À décembre 2013, 5 768 cas de VIH/sida ont été enregistrés dans les services du ministère de la Santé. Selon les chiffres officiels, 4 526 hommes et 1 242 femmes sont porteurs du virus VIH/sida.
De 80 000 à 90 000 tests de dépistage sont été effectués chaque année au laboratoire de virologie de Candos. Douze laboratoires privés ont été enregistrés au ministère de la Santé pour procéder à des analyses de VIH/sida. Néanmoins les résultats doivent être confirmés par le département de virologie de Candos du ministère.
En 2012, le ministère de la Santé a enregistré 320 cas de contamination par le VIH/sida, soit 27 cas en moyenne par mois.
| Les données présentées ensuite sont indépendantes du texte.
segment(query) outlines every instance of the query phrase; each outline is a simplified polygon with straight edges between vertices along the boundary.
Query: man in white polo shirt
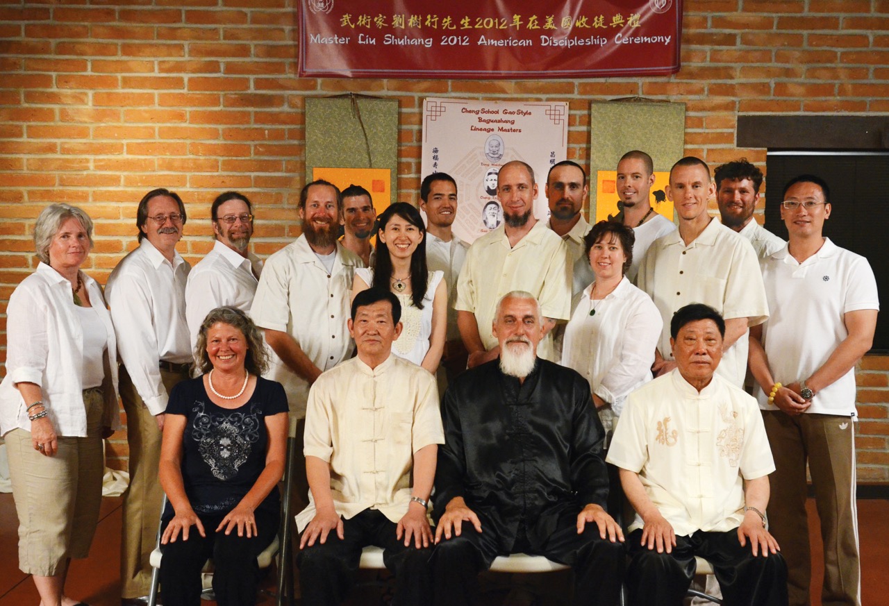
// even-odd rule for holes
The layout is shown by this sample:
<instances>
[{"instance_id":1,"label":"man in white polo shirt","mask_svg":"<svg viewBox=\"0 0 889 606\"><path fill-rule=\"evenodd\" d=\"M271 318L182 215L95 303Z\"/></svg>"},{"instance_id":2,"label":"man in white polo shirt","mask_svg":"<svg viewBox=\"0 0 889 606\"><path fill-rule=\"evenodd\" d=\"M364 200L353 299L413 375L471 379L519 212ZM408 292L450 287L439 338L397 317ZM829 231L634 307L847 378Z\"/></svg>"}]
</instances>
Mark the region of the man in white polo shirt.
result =
<instances>
[{"instance_id":1,"label":"man in white polo shirt","mask_svg":"<svg viewBox=\"0 0 889 606\"><path fill-rule=\"evenodd\" d=\"M748 328L765 321L768 307L753 247L707 212L714 193L703 160L689 155L673 165L667 195L676 207L679 228L654 241L637 282L664 321L652 371L660 376L676 368L669 330L676 310L704 303L725 319L717 372L740 387L747 373Z\"/></svg>"},{"instance_id":2,"label":"man in white polo shirt","mask_svg":"<svg viewBox=\"0 0 889 606\"><path fill-rule=\"evenodd\" d=\"M469 368L500 355L491 327L497 301L508 292L525 291L540 301L544 338L538 355L545 360L556 358L550 331L571 312L568 248L534 218L533 169L513 160L503 164L497 179L504 224L472 243L457 285L457 323L469 353Z\"/></svg>"},{"instance_id":3,"label":"man in white polo shirt","mask_svg":"<svg viewBox=\"0 0 889 606\"><path fill-rule=\"evenodd\" d=\"M213 200L210 218L216 238L213 248L191 268L185 285L192 350L211 310L230 305L250 313L262 272L262 261L249 250L253 214L247 196L235 191L220 194Z\"/></svg>"},{"instance_id":4,"label":"man in white polo shirt","mask_svg":"<svg viewBox=\"0 0 889 606\"><path fill-rule=\"evenodd\" d=\"M790 604L808 605L806 459L824 540L825 604L861 604L855 508L855 363L870 348L879 309L868 260L822 235L828 184L801 175L784 187L788 245L762 261L772 315L750 331L777 470L769 522L789 568Z\"/></svg>"},{"instance_id":5,"label":"man in white polo shirt","mask_svg":"<svg viewBox=\"0 0 889 606\"><path fill-rule=\"evenodd\" d=\"M496 175L495 175L496 177ZM420 210L426 213L426 264L444 273L447 284L447 336L442 366L450 380L466 369L466 347L457 326L457 279L469 246L453 235L457 217L457 182L446 172L433 172L420 186Z\"/></svg>"},{"instance_id":6,"label":"man in white polo shirt","mask_svg":"<svg viewBox=\"0 0 889 606\"><path fill-rule=\"evenodd\" d=\"M784 248L786 242L753 218L759 202L763 171L741 158L717 167L713 176L722 224L747 238L759 259Z\"/></svg>"}]
</instances>

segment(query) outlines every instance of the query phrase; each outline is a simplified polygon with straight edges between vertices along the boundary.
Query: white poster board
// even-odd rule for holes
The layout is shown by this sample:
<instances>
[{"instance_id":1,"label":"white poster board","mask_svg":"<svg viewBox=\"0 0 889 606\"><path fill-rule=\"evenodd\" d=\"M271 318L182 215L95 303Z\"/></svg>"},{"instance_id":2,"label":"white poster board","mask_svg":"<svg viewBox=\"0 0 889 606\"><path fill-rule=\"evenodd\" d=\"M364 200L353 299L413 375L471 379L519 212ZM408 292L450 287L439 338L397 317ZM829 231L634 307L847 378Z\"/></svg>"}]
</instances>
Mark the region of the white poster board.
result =
<instances>
[{"instance_id":1,"label":"white poster board","mask_svg":"<svg viewBox=\"0 0 889 606\"><path fill-rule=\"evenodd\" d=\"M534 216L549 213L544 184L568 150L568 104L427 99L423 102L421 175L446 172L457 181L453 233L468 243L503 219L496 174L511 160L534 170Z\"/></svg>"}]
</instances>

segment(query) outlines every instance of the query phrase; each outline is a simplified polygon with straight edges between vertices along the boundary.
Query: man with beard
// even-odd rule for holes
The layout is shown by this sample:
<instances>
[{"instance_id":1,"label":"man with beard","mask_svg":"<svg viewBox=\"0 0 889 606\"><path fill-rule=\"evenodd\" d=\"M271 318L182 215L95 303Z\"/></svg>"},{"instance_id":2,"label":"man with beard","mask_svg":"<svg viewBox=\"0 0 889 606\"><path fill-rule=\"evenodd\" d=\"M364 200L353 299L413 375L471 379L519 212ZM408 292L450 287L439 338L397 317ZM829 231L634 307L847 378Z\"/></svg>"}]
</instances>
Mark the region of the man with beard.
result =
<instances>
[{"instance_id":1,"label":"man with beard","mask_svg":"<svg viewBox=\"0 0 889 606\"><path fill-rule=\"evenodd\" d=\"M371 200L371 193L360 185L350 185L342 190L343 236L340 242L349 251L358 255L365 267L373 267L373 224L377 211Z\"/></svg>"},{"instance_id":2,"label":"man with beard","mask_svg":"<svg viewBox=\"0 0 889 606\"><path fill-rule=\"evenodd\" d=\"M420 210L426 213L426 264L429 271L444 273L447 284L447 336L442 365L448 377L466 369L466 348L457 327L457 277L466 261L469 246L453 235L457 217L457 182L445 172L427 175L420 186Z\"/></svg>"},{"instance_id":3,"label":"man with beard","mask_svg":"<svg viewBox=\"0 0 889 606\"><path fill-rule=\"evenodd\" d=\"M500 345L491 332L497 301L510 291L531 292L543 311L538 355L553 360L550 331L571 312L568 247L533 215L537 184L524 162L508 162L497 175L503 224L481 236L466 255L457 285L457 323L472 368L495 359Z\"/></svg>"},{"instance_id":4,"label":"man with beard","mask_svg":"<svg viewBox=\"0 0 889 606\"><path fill-rule=\"evenodd\" d=\"M547 227L568 245L568 259L575 263L583 257L583 236L592 228L581 212L589 193L587 173L576 162L563 160L549 169L545 192L549 201Z\"/></svg>"},{"instance_id":5,"label":"man with beard","mask_svg":"<svg viewBox=\"0 0 889 606\"><path fill-rule=\"evenodd\" d=\"M308 388L323 371L352 355L346 325L352 275L364 264L337 242L340 203L340 190L332 183L306 184L300 192L302 235L266 260L251 311L277 355L268 377L284 385L290 405L292 458L287 464L292 502L285 497L286 523L292 520L291 506L299 511L308 504L302 456Z\"/></svg>"},{"instance_id":6,"label":"man with beard","mask_svg":"<svg viewBox=\"0 0 889 606\"><path fill-rule=\"evenodd\" d=\"M252 205L235 191L220 195L210 209L216 241L207 256L192 267L185 285L185 317L191 348L207 314L230 305L250 313L262 272L262 261L248 250L253 235Z\"/></svg>"},{"instance_id":7,"label":"man with beard","mask_svg":"<svg viewBox=\"0 0 889 606\"><path fill-rule=\"evenodd\" d=\"M175 192L149 191L139 203L139 248L108 277L105 296L117 333L120 395L130 444L130 486L124 493L121 602L144 604L151 586L164 491L157 482L164 411L173 386L188 378L191 347L185 320L190 266L176 251L186 221Z\"/></svg>"},{"instance_id":8,"label":"man with beard","mask_svg":"<svg viewBox=\"0 0 889 606\"><path fill-rule=\"evenodd\" d=\"M719 166L714 177L723 225L749 240L759 259L765 259L784 248L786 242L753 219L753 211L759 202L763 171L741 158Z\"/></svg>"},{"instance_id":9,"label":"man with beard","mask_svg":"<svg viewBox=\"0 0 889 606\"><path fill-rule=\"evenodd\" d=\"M535 355L543 323L533 295L507 293L493 323L499 359L467 371L444 394L435 604L471 603L477 573L515 553L573 568L573 603L618 602L623 533L604 509L605 433L586 379Z\"/></svg>"},{"instance_id":10,"label":"man with beard","mask_svg":"<svg viewBox=\"0 0 889 606\"><path fill-rule=\"evenodd\" d=\"M661 376L676 368L669 343L676 310L704 303L725 320L723 359L717 372L740 387L747 372L748 328L765 321L768 305L753 248L707 212L715 193L703 160L689 155L673 165L667 195L676 207L679 228L652 244L637 282L664 321L652 371Z\"/></svg>"}]
</instances>

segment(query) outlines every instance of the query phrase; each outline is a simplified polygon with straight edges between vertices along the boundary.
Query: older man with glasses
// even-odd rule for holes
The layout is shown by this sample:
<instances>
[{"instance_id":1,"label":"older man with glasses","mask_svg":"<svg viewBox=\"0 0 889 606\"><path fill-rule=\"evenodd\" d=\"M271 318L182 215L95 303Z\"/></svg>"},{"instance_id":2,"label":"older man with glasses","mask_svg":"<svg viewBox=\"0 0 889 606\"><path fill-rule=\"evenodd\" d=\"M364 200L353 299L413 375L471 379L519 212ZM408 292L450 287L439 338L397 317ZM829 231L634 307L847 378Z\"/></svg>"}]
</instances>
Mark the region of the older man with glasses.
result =
<instances>
[{"instance_id":1,"label":"older man with glasses","mask_svg":"<svg viewBox=\"0 0 889 606\"><path fill-rule=\"evenodd\" d=\"M249 314L262 261L250 251L253 235L252 204L246 195L229 191L213 200L210 210L216 242L188 274L185 285L185 316L191 347L211 310L231 306Z\"/></svg>"},{"instance_id":2,"label":"older man with glasses","mask_svg":"<svg viewBox=\"0 0 889 606\"><path fill-rule=\"evenodd\" d=\"M191 267L176 252L186 219L175 192L146 194L136 211L139 248L117 264L105 290L123 362L120 395L130 443L121 545L124 604L145 603L151 585L148 556L164 498L157 482L164 412L173 386L188 379L191 362L185 319Z\"/></svg>"}]
</instances>

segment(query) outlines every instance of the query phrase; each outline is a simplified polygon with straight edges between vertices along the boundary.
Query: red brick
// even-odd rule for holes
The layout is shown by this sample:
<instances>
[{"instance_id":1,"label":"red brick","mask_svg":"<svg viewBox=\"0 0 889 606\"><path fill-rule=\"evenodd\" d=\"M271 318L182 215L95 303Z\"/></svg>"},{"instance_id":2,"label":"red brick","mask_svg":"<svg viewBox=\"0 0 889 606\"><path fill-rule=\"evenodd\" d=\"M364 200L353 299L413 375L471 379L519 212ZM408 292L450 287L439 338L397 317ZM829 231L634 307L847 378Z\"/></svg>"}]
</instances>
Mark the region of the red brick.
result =
<instances>
[{"instance_id":1,"label":"red brick","mask_svg":"<svg viewBox=\"0 0 889 606\"><path fill-rule=\"evenodd\" d=\"M154 40L155 28L140 25L94 25L90 37L97 40ZM150 57L150 54L146 55Z\"/></svg>"},{"instance_id":2,"label":"red brick","mask_svg":"<svg viewBox=\"0 0 889 606\"><path fill-rule=\"evenodd\" d=\"M124 122L154 122L156 124L186 121L186 113L180 109L124 109Z\"/></svg>"},{"instance_id":3,"label":"red brick","mask_svg":"<svg viewBox=\"0 0 889 606\"><path fill-rule=\"evenodd\" d=\"M95 73L108 74L144 74L155 71L155 62L122 59L93 59L90 61L90 70Z\"/></svg>"},{"instance_id":4,"label":"red brick","mask_svg":"<svg viewBox=\"0 0 889 606\"><path fill-rule=\"evenodd\" d=\"M120 53L124 57L184 57L185 48L182 44L156 44L120 45Z\"/></svg>"},{"instance_id":5,"label":"red brick","mask_svg":"<svg viewBox=\"0 0 889 606\"><path fill-rule=\"evenodd\" d=\"M52 12L56 21L76 21L78 23L108 23L116 19L114 9L108 8L68 8L57 6Z\"/></svg>"},{"instance_id":6,"label":"red brick","mask_svg":"<svg viewBox=\"0 0 889 606\"><path fill-rule=\"evenodd\" d=\"M71 25L66 23L26 23L25 37L42 38L87 38L90 37L90 26Z\"/></svg>"},{"instance_id":7,"label":"red brick","mask_svg":"<svg viewBox=\"0 0 889 606\"><path fill-rule=\"evenodd\" d=\"M118 78L116 76L69 76L63 75L56 76L56 86L59 88L83 88L83 89L116 89L118 87Z\"/></svg>"},{"instance_id":8,"label":"red brick","mask_svg":"<svg viewBox=\"0 0 889 606\"><path fill-rule=\"evenodd\" d=\"M203 92L158 92L157 105L162 108L219 108L221 96Z\"/></svg>"},{"instance_id":9,"label":"red brick","mask_svg":"<svg viewBox=\"0 0 889 606\"><path fill-rule=\"evenodd\" d=\"M157 28L157 39L214 42L220 39L220 32L215 28L188 28L183 26Z\"/></svg>"},{"instance_id":10,"label":"red brick","mask_svg":"<svg viewBox=\"0 0 889 606\"><path fill-rule=\"evenodd\" d=\"M188 91L248 91L250 80L234 77L204 77L193 76L188 78Z\"/></svg>"},{"instance_id":11,"label":"red brick","mask_svg":"<svg viewBox=\"0 0 889 606\"><path fill-rule=\"evenodd\" d=\"M218 74L220 62L202 61L157 61L157 71L161 74Z\"/></svg>"},{"instance_id":12,"label":"red brick","mask_svg":"<svg viewBox=\"0 0 889 606\"><path fill-rule=\"evenodd\" d=\"M121 9L118 20L132 23L180 23L182 12L177 9Z\"/></svg>"},{"instance_id":13,"label":"red brick","mask_svg":"<svg viewBox=\"0 0 889 606\"><path fill-rule=\"evenodd\" d=\"M143 108L154 105L153 92L96 92L92 93L92 104L97 107Z\"/></svg>"}]
</instances>

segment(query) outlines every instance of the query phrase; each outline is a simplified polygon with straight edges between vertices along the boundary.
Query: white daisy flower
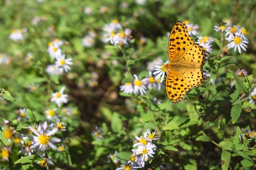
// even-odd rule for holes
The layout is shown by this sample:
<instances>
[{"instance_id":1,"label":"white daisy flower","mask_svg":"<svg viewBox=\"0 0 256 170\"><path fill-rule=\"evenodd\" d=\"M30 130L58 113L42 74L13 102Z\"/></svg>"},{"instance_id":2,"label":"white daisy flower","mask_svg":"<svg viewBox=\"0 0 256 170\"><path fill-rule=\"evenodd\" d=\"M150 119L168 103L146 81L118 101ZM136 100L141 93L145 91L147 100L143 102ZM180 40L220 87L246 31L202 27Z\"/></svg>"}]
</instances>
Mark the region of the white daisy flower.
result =
<instances>
[{"instance_id":1,"label":"white daisy flower","mask_svg":"<svg viewBox=\"0 0 256 170\"><path fill-rule=\"evenodd\" d=\"M64 69L62 67L57 66L55 64L51 64L47 65L46 71L50 75L61 75L64 72Z\"/></svg>"},{"instance_id":2,"label":"white daisy flower","mask_svg":"<svg viewBox=\"0 0 256 170\"><path fill-rule=\"evenodd\" d=\"M116 170L136 170L140 167L139 166L134 166L132 163L129 162L129 160L127 160L124 164L120 165L119 167L116 168Z\"/></svg>"},{"instance_id":3,"label":"white daisy flower","mask_svg":"<svg viewBox=\"0 0 256 170\"><path fill-rule=\"evenodd\" d=\"M84 46L91 47L94 45L95 43L95 40L94 40L94 39L89 35L87 35L82 38L82 43Z\"/></svg>"},{"instance_id":4,"label":"white daisy flower","mask_svg":"<svg viewBox=\"0 0 256 170\"><path fill-rule=\"evenodd\" d=\"M198 25L196 25L193 26L192 23L186 24L187 27L187 31L188 32L188 34L190 36L194 35L196 36L198 34L197 30L198 29L199 27Z\"/></svg>"},{"instance_id":5,"label":"white daisy flower","mask_svg":"<svg viewBox=\"0 0 256 170\"><path fill-rule=\"evenodd\" d=\"M161 76L160 82L162 83L163 80L163 78L164 78L164 75L165 75L165 72L167 72L169 70L169 68L168 68L166 66L166 64L169 63L169 61L166 61L164 64L162 64L162 65L156 65L155 70L156 71L153 72L153 75L157 75L157 76L155 78L155 80L158 79Z\"/></svg>"},{"instance_id":6,"label":"white daisy flower","mask_svg":"<svg viewBox=\"0 0 256 170\"><path fill-rule=\"evenodd\" d=\"M68 94L63 94L63 92L65 89L66 87L63 86L59 90L59 92L55 92L55 93L52 93L52 98L50 101L51 102L55 102L58 107L60 106L60 105L62 103L68 103L69 101L67 98L68 98Z\"/></svg>"},{"instance_id":7,"label":"white daisy flower","mask_svg":"<svg viewBox=\"0 0 256 170\"><path fill-rule=\"evenodd\" d=\"M126 83L120 86L120 91L123 91L126 94L132 93L133 92L133 86L132 83Z\"/></svg>"},{"instance_id":8,"label":"white daisy flower","mask_svg":"<svg viewBox=\"0 0 256 170\"><path fill-rule=\"evenodd\" d=\"M234 51L236 52L237 48L238 49L238 52L240 54L241 53L241 48L242 48L244 51L246 51L246 47L247 47L245 43L248 43L248 41L246 41L242 39L242 35L236 35L233 38L228 44L227 44L227 49L229 50L231 48L234 48Z\"/></svg>"},{"instance_id":9,"label":"white daisy flower","mask_svg":"<svg viewBox=\"0 0 256 170\"><path fill-rule=\"evenodd\" d=\"M47 49L48 53L53 59L60 57L62 54L61 50L55 45L51 45Z\"/></svg>"},{"instance_id":10,"label":"white daisy flower","mask_svg":"<svg viewBox=\"0 0 256 170\"><path fill-rule=\"evenodd\" d=\"M140 80L139 79L136 75L134 75L133 76L135 78L134 81L134 93L136 95L138 94L139 92L140 94L144 95L146 93L146 87L143 84Z\"/></svg>"},{"instance_id":11,"label":"white daisy flower","mask_svg":"<svg viewBox=\"0 0 256 170\"><path fill-rule=\"evenodd\" d=\"M71 68L69 65L73 65L73 62L71 61L73 60L71 58L65 59L65 55L62 54L59 57L56 58L55 65L57 67L62 67L66 72L71 70Z\"/></svg>"},{"instance_id":12,"label":"white daisy flower","mask_svg":"<svg viewBox=\"0 0 256 170\"><path fill-rule=\"evenodd\" d=\"M217 26L215 26L214 28L215 28L214 30L215 30L216 32L218 32L220 31L221 33L223 33L224 31L225 31L226 29L227 29L226 25L221 26L220 27L218 27Z\"/></svg>"},{"instance_id":13,"label":"white daisy flower","mask_svg":"<svg viewBox=\"0 0 256 170\"><path fill-rule=\"evenodd\" d=\"M61 139L51 137L51 136L58 130L57 128L50 130L52 127L53 124L48 127L46 122L37 126L36 130L30 126L29 129L36 135L30 136L31 141L34 142L31 148L37 147L38 151L45 151L49 147L56 150L57 147L53 143L59 142Z\"/></svg>"},{"instance_id":14,"label":"white daisy flower","mask_svg":"<svg viewBox=\"0 0 256 170\"><path fill-rule=\"evenodd\" d=\"M31 145L34 144L34 142L30 140L25 143L26 139L27 139L28 137L28 136L23 137L24 141L20 141L20 143L23 144L23 147L20 149L19 152L21 153L22 152L24 152L25 156L28 155L31 156L31 153L34 153L34 150L31 147Z\"/></svg>"},{"instance_id":15,"label":"white daisy flower","mask_svg":"<svg viewBox=\"0 0 256 170\"><path fill-rule=\"evenodd\" d=\"M22 30L12 30L9 36L9 38L14 41L22 40L23 39L23 33L27 29L24 28Z\"/></svg>"},{"instance_id":16,"label":"white daisy flower","mask_svg":"<svg viewBox=\"0 0 256 170\"><path fill-rule=\"evenodd\" d=\"M103 133L103 129L101 127L98 128L98 127L95 127L96 131L93 131L92 132L92 135L96 136L96 140L104 139L103 136L105 135Z\"/></svg>"}]
</instances>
Le ministère de la Santé explique que l’épidémie de VIH/sida dans l’île est « concentrée » et non « généralisée » suite aux mesures de prévention. Il indique que 5 690 toxicomanes étaient en traitement de substitution à la méthadone et 6 000 avaient adhéré au programme d’échange de seringues en août 2013. Par ailleurs des day care centres pour accueillir les personnes infectées par le VIH/sida ont été ouverts dans les hôpitaux régionaux de Jeetoo (Port-Louis), SSRN (Pamplemousses), Victoria (Candos) et Nehru (Rose-Belle) et prochainement à Flacq. Environ 95 % des femmes enceintes porteuses du VIH/sida suivent un traitement pour prévenir la transmission de la mère à l’enfant ; 86 % des patients vivant avec le VIH/sida, soit 2 012 malades, reçoivent un nouveau médicament (ARU drug).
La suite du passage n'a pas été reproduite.